Basically, a threshold for support and confidence is set to cut down thousands of generated rules to the more significant ones. However, in most cases not all of them would be significant enough to accurately classify data. More attentions need to be considered in this regard. In the literature, different types of rule selection techniques have been done. In a research, authors defined a new characteristic for each rule which determines how significant a rule can determine a class. Accordingly, a threshold based on this definition need to be set21. This threshold is used to cut down insignificant rules, called noisy rule. Moreover, another measurement for the significant rules is the number of times they are hit. Even though the method is well designed in terms of the time complexity and accuracy, the performance highly depends on the threshold. In most real case problem, setting such a threshold is not easy and needs lots of experiments. On the other hand, the second measure, number of rule hits, might have some drawback in terms of failing to find rules which can be useful to discover rare events.

For ranking rules, during one pass of algorithm rules are ranked if they pass the minimum support and minimum confidence thresholds according to a series of parameters, including confidence, support, antecedent cardinality, class distribution frequency, item row order and rule antecedent length21. The global sorting method on the rules is effective for rule selection and building the classifier. The proposed algorithm is shown to be highly competitive when compared with the C4.5,CBA,CMAR and CPAR algorithms in terms of classification accuracy. However, parameters such as rule antecedent length cannot guarantee the selection of all possible significant rules.

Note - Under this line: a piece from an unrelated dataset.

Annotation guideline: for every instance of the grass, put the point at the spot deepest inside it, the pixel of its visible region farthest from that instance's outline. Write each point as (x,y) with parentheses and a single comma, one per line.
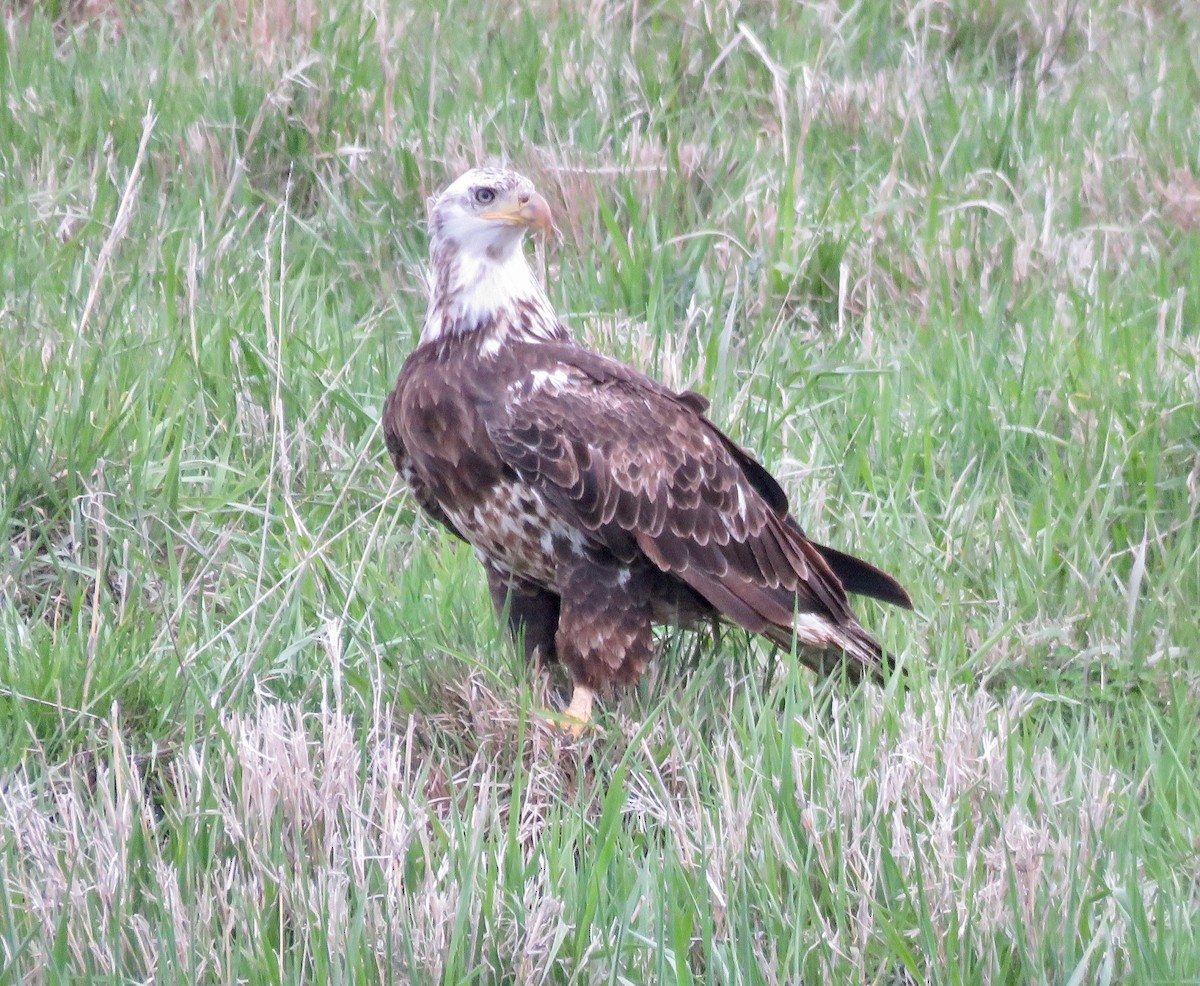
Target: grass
(936,263)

In a study 20, based on the set theory, significant rules have been selected. Let X1 represent a set of items in rule R1 and X2 represent a set of items in rule R2. Following, three different types of relationship between R1 and R2 are explained:

  1. R1 is equal to R2 if all items in X1 are occurred in X2 and vice versa.
  2. R1 is super set of R2 if X1 include all the items in X2 plus at least one item which is not appeared in X2.
  3. R1 is subset of R2 if all items in X1 are occurred in X2 and at least one item in X2 does not exist in X1.

Rules that are a super-set of the others are selected while the rules which are subset are discarded. The significant rules are then selected based on the confidence and lift. In some complex data set, such as medial documents, this technique is not accurate enough.

In this study, we applied the rule selection techniques which is based on the methods described by Marukatat20 and a new scoring method to compensate its drawback. However, we used a weighted scoring function which is a combination of support and confidence and entropy of terms occurred in the rule. In information theory, entropy is a measure of the uncertainty associated with a random variable. The lower the entropy of a term represents the more certainty about that term that leads to better classification task. Even though the entropy has been used before for classification, we applied this measure here in terms of rule scoring and selection15. This weighted scoring use partial match to get more insight of the nature of the free-text data, since a significant part of the orders in CPOE are free text entries.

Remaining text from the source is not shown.